Ex-Pete ready for Knights

RYAN PYETTE -- Sun Media

, Last Updated: 10:41 AM ET

Daniel Ryder strolled into the John Labatt Centre with the same big playoff beard and confident manner he had last spring.

The only differences for the talented forward is he's back a round earlier -- the Western Conference final rather than the OHL final -- and a member of another team -- the Plymouth Whalers instead of the Peterborough Petes.

"I have good memories of being here," the 20-year-old native of Bonavista, Nfld., said.

That's because his Petes swept London in that OHL final and Ryder, who scored his team's first goal in the final three games of the series, earned playoff MVP honours and a trip to the Memorial Cup in Moncton, N.B.

First goals are big for every hockey team.

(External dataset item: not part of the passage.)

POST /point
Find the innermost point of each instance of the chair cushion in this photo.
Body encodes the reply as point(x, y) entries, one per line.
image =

They hardly ever win games but they always help a club get started. Statistics show it's usually a team leader who gets the opener and Ryder, whose brother Michael plays with Sergei Kostitsyn's brother Andrei with the Montreal Canadiens, is certainly filling that role for Plymouth this season.

"You just try to come out and get some early momentum for the team," the Calgary Flames third-rounder said. "That's all there is to it. You try to be prepared and ready to go. If you can score one early for the team, it helps."

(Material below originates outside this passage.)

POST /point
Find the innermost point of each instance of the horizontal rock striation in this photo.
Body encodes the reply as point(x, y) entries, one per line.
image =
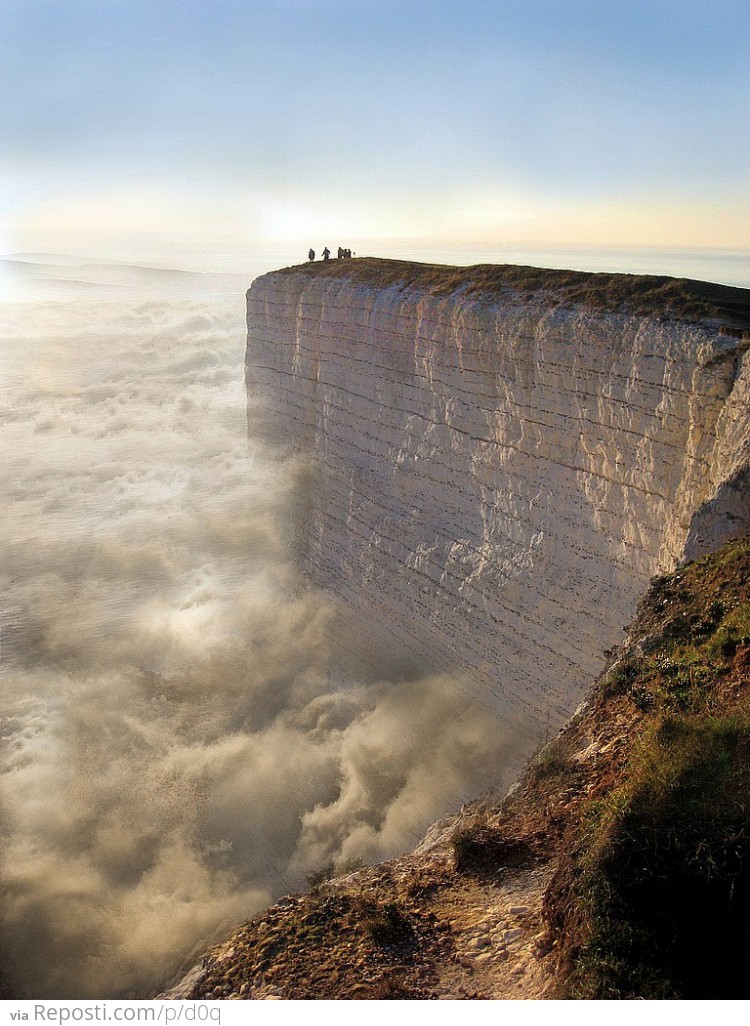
point(499, 470)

In three of four regular season meetings with London this year, Plymouth jumped on the Knights early and often. The Whalers didn't do it last night, trailing 1-0 after the first period because of some penalty trouble.

But Ryder knows from experience this Plymouth team is going to get its share of chances in this series with their big, powerful forwards going against the Knights defence in a best-of-seven series.

"I think there's similarities with this team and Peterborough last year," he said. "The only difference is this team is a little bit bigger. But it's fast and skilled just like our team last year. It was no problem coming in here after being traded. We're all on the same page."

Plymouth, which had not played in six days after dispatching Kitchener in just five games, knew it had to do well in the special teams battle against London and limit the Knights' chances. But like many good teams, the Whalers feel their opposition has to adjust to them rather than the other way around.

"We're more worried about what we're doing than what they're doing," Ryder said.

The Knights are hoping to change that attitude.